Montgomery County

Montgomery County budget proposal calls for small tax hike

The proposed Montgomery County budget for 2017 would raise property taxes less than 1 percent, keepi

The proposed Montgomery County budget for 2017 would raise property taxes less than 1 percent, keeping the tax increase below the state tax cap, County Executive Matthew L. Ossenfort said.

The $111.2 million budget plan released late Friday would up spending from this year’s $108.6 million budget, but increase the tax levy — what property owners pay — by 0.93 percent, which will be the county’s tax cap for the year.

The plan includes a relatively small sum — about $10,000 — to develop an aquatic dive team within the department of emergency services.

The dive program would work in conjunction with the established dive teams in Amsterdam and in the Saratoga County Sheriff’s Office, with the potential of establishing a shared team with Fulton County.

“The county executive is trying to share services with Fulton and Saratoga counties to try to enhance the service we offer,” said Ossenfort spokesman Andrew Santillo. “Basically, it’s due to what’s happened with tragedies this summer on Great Sacandaga Lake and Lake George.”

There have been two drowning deaths on Great Sacandaga Lake this summer, and a half-dozen drowning deaths in the region.

“We’ve been meeting with Saratoga County Sheriff [Michael] Zurlo and Fulton County Sheriff [Richard] Giardano to try to better improve our services,” Santillo said.

While this summer’s incidents have been in other counties, Santillo noted that Montgomery County has the potential for incidents on the Mohawk River, which runs the length of the county.

The proposed budget includes $1.5 million in new revenue other than property tax, but also draws $3.8 million from the county’s fund balance.

Ossenfort noted that developing a balanced budget is becoming difficult under the tax cap, despite private job growth in the county and the lowest unemployment rate in nearly a decade. (The unemployment rate was 5.4 percent in July, according to the state Department of Labor.)

“Due to the fact the tax cap has been below 1 percent the past two years, counties around the state, including here in Montgomery, are finding it more and more difficult to put together a fiscally sound budget,” Ossenfort said.
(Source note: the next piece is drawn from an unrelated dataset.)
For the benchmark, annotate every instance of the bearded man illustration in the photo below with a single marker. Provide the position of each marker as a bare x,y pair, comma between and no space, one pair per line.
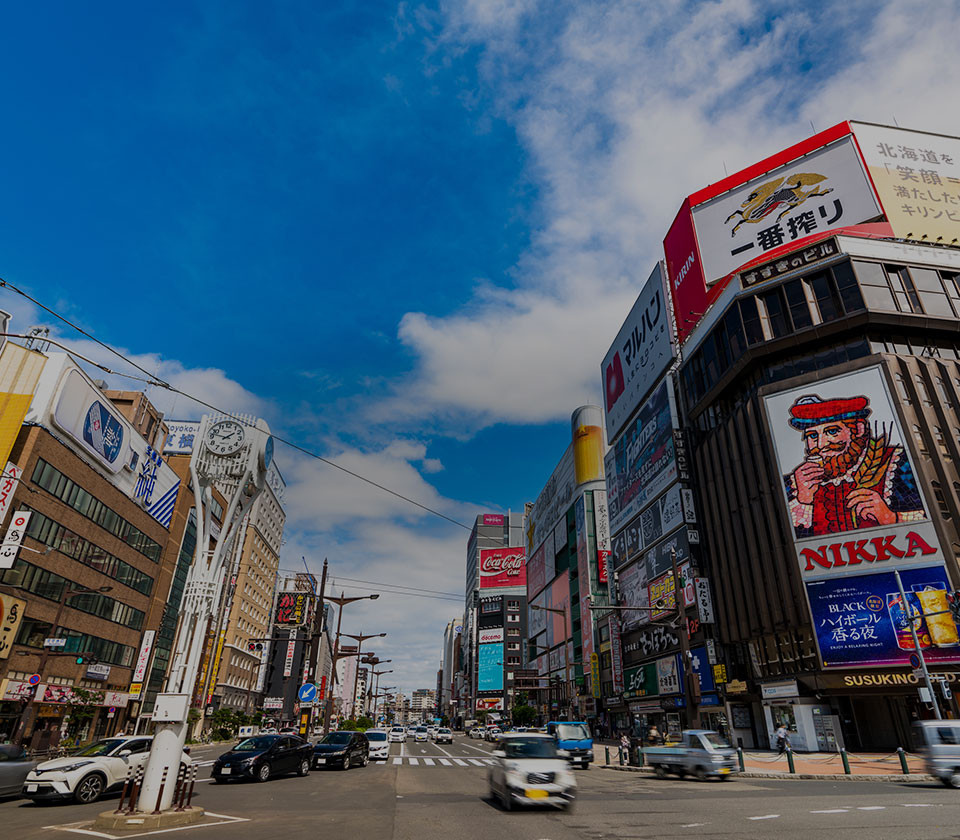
851,476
The county charter requires Ossenfort to submit a proposed budget by Sept. 5 of each year. The executive has already held some meeting with county legislators while developing the plan.

“The start of this process has been one where the executive and the Legislature are working together, with a goal of adopting a fiscally responsible budget for our county taxpayers,” said Budget and Finance Committee Chairman Thomas L. Quackenbush.

Social services is one area where costs are expected to rise next year, though officials said those costs are becoming harder to predict.

“The opiate epidemic, in particular, has dramatically increased our foster care case numbers, making it challenging for our department,” said county Social Services Commissioner Michael McMahon.

The budget review will begin Tuesday, with a meeting among Ossenfort, County Treasurer Shawn Bowerman and the Budget and Finance Committee at 4 p.m. in Fonda. The Legislature is supposed to act by mid-October.

The Montgomery County spending plan is the region’s first 2017 budget proposal to be made public.

In some counties, including Saratoga, there is talk about passing the necessary laws to override the tax cap, but Santillo said he doesn’t expect that to be necessary.

“We are staying under the cap but going right up to it,” he said.